El programa presidencial lo conocemos puesto que es obvio: La nacionalización de la gran minería, no sólo del cobre, también del oro, molibdeno, etc; la erradicación de las actividades productivas depredativas como la pesca industrial y gran parte de la silvicultura; la inversión en actividades productivas altamente tecnologizadas de modo de poder competir en el complicado escenario internacional; la inversión en educación de cada peso más que entre puesto que, es preciso elegir pan para hoy o hambre para mañana. Podemos soportar la pobreza franciscana del país una generación más como un día lo supo hacer Corea o Japón. Debemos defender un programa de desarrollo que visualice más allá de la próxima elección presidencial y debemos olvidarnos de presentarlo como un proyecto de emancipación del hombre puesto que no lo es ni en lo real ni en lo simbólico, ni tampoco es un paso hacia ese fin.

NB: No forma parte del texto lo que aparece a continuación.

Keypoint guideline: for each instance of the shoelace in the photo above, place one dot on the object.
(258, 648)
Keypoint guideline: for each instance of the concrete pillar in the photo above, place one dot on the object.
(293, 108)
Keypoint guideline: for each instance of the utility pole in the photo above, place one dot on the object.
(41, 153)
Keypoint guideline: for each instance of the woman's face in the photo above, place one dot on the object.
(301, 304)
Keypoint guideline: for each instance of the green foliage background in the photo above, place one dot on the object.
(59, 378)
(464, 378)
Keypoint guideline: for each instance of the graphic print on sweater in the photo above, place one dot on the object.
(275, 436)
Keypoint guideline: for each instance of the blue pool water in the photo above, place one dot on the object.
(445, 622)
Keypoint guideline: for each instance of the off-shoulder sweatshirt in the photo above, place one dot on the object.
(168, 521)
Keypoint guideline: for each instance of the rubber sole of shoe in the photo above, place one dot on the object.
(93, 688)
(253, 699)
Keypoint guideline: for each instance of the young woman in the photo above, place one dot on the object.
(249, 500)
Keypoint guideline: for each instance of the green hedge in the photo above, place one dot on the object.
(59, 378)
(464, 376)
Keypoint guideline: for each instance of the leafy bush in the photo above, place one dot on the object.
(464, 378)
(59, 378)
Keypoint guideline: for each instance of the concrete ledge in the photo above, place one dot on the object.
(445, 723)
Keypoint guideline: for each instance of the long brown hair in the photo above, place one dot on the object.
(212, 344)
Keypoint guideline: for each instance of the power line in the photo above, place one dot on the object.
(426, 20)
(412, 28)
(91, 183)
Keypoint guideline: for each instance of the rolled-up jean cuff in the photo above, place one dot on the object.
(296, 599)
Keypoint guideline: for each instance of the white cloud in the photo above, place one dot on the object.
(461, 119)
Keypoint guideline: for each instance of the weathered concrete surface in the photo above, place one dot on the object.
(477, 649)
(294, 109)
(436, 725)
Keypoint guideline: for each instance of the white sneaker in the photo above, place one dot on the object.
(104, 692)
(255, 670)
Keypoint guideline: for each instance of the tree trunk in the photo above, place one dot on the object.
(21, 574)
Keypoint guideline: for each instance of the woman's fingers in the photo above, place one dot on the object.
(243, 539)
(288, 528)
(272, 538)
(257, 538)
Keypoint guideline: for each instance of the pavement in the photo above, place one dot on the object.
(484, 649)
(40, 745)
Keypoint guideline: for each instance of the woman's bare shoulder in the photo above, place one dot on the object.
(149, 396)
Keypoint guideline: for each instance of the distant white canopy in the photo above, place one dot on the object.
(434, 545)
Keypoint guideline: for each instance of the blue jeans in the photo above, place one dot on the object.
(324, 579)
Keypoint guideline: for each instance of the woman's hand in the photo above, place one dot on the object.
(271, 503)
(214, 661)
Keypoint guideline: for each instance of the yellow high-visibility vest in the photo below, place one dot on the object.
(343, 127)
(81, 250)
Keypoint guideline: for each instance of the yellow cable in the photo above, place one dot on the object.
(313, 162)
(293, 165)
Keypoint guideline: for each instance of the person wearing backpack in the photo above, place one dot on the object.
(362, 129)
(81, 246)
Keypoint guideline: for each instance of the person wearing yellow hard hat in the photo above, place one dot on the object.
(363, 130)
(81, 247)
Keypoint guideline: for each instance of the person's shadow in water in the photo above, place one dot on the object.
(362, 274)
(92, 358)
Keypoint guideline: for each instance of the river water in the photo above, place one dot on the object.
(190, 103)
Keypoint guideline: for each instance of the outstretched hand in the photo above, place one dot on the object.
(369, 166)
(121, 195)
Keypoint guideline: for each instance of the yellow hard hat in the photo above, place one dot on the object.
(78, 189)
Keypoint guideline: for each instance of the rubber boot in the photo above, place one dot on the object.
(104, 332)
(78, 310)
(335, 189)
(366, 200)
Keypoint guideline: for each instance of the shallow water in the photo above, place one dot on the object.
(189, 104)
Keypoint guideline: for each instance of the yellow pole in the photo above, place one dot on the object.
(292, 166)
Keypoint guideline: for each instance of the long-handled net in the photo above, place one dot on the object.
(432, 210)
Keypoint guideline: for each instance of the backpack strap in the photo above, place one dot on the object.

Mientras antes la izquierda defina un candidato competitivo, que pueda sumar desde todos los frentes, que pueda seducir a los jóvenes para que nos inscribamos en los registros electorales y depositemos nuestra confianza en él, más posibilidades tenemos para producir los cambios que estoy señalando.

Todo chileno quiere estas transformaciones entonces lo que se debe hacer es dejar de restar militantes por la vía de revestir ideológicamente ideas que se defienden por sí mismas. El electorado se re encantará cuando le conste que el haberse levantado temprano y asoleado en diciembre produce algún resultado.